Previous to its fall in 1804, the commander of the Ping troops, which included the joint forces of Zimmé, Lakon, Nan, and Pheh, secretly informed the chief of Kiang Hsen that they had only come to accede to his former proposal, and merely wished Kiang Hsen to throw off the Burmese yoke and become feudatory to Siam, as the Ping Shans had already done; and he promised that, if the inhabitants of Kiang Hsen would massacre the Burmese governor and his troops and open the gates, the Ping Shans would form a defensive and offensive alliance with them. The inhabitants of Kiang Hsen accordingly slew the Burmese governor and the 300 Burmese soldiers who were within the walls, and opened the gates to the Ping Shans. They soon found to their cost that they had been treacherously dealt with. The city was destroyed; some of the people escaped across the Salween and settled in Mokmai and Monay, and the rest were taken captive to the Ping States, and distributed amongst them. With the Shans treachery is an ordinary occurrence in warfare: the persons deluded are ashamed at having been taken in; the successful party chuckles and crows over his cleverness.

From the time when Kiang Hsen was captured till 1810, Ping Shan armies frequently raided into the Burmese Shan States—proceeding as far west as the Salween, and as far north as the border of China—sacked the towns, and carried away the inhabitants into captivity. The late General M‘Leod, when at Zimmé in 1837, states in his journal that “the greater part of the inhabitants of Zimmé are people from Kiang Tung, Muang Niong (Yong), Kiang Then (Tsen or Hsen), and many other places to the northward. They were originally subjects of Ava (Burmah).” In another passage he says: “They, with the Talaings (Peguan Burmese), comprise more than two-thirds of the population of the country.”

The Chow Hluang told me that before he left Lapoon to take up the government of Kiang Hsen, when it was reoccupied in 1881, his retainers numbered fully 30,000 souls, amongst whom were 2500 fighting-men. Every man from eighteen to seventy years of age, who is not a slave, is reckoned as a fighting man; and allowing one grown man to every five souls, there must have been fully 6000 grown men amongst his dependants.
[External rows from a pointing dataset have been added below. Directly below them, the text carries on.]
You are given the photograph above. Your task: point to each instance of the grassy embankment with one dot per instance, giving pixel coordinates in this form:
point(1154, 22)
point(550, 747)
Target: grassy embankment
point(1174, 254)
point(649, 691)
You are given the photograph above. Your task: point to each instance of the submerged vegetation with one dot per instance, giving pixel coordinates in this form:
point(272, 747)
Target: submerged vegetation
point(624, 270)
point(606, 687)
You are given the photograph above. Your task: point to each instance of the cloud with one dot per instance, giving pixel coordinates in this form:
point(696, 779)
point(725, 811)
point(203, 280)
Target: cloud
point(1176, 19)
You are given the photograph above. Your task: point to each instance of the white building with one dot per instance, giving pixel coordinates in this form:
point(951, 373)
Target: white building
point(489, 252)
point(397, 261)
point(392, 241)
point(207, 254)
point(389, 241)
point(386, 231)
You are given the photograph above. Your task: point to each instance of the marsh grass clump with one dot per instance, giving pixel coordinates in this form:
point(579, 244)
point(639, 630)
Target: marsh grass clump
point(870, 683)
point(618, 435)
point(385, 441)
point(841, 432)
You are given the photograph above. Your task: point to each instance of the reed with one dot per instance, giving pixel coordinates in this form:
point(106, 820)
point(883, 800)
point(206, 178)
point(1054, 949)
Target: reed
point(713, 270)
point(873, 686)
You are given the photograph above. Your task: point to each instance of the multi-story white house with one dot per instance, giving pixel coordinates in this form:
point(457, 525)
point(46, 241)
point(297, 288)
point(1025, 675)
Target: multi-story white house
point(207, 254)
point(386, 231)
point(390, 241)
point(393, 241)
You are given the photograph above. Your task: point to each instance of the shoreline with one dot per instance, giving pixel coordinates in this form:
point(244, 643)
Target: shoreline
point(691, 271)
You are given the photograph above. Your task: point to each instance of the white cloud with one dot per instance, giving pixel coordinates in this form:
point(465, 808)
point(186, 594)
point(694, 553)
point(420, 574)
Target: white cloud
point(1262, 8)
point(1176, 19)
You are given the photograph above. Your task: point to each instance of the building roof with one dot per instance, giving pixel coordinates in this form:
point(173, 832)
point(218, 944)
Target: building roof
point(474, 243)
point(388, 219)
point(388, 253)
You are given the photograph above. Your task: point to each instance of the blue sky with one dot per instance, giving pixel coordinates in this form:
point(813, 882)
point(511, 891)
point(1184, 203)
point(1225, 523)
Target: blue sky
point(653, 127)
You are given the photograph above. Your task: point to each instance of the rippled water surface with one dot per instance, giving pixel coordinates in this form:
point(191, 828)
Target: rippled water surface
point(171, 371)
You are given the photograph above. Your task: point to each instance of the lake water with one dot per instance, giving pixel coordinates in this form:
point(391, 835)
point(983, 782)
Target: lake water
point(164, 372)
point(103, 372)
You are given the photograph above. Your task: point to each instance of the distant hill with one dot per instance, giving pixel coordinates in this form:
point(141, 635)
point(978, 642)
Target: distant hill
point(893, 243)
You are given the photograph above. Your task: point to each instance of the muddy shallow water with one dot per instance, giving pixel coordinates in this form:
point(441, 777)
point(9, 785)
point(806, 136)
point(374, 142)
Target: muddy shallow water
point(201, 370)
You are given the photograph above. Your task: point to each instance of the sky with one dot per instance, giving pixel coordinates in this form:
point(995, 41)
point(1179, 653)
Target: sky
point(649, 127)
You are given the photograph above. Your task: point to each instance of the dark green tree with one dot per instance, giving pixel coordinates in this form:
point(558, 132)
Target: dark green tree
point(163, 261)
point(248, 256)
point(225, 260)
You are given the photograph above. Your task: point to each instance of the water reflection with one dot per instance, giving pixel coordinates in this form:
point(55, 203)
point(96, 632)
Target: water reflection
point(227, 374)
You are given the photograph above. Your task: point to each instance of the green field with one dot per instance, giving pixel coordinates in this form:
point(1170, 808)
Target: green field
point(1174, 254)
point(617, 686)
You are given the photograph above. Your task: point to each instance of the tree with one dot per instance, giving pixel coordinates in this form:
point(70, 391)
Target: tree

This proportion between full-grown slaves and fighting-men shows that there were about 17,500 slaves amongst his 30,000 retainers. The descendants of Burmese refugees and captives in war are classed as slaves by the Siamese and the Ping Shans, and are parcelled out amongst the ruling classes. His statement must be taken with a grain or two of salt, as the chiefs are apt to give Falstaffian accounts of the numbers of their retainers.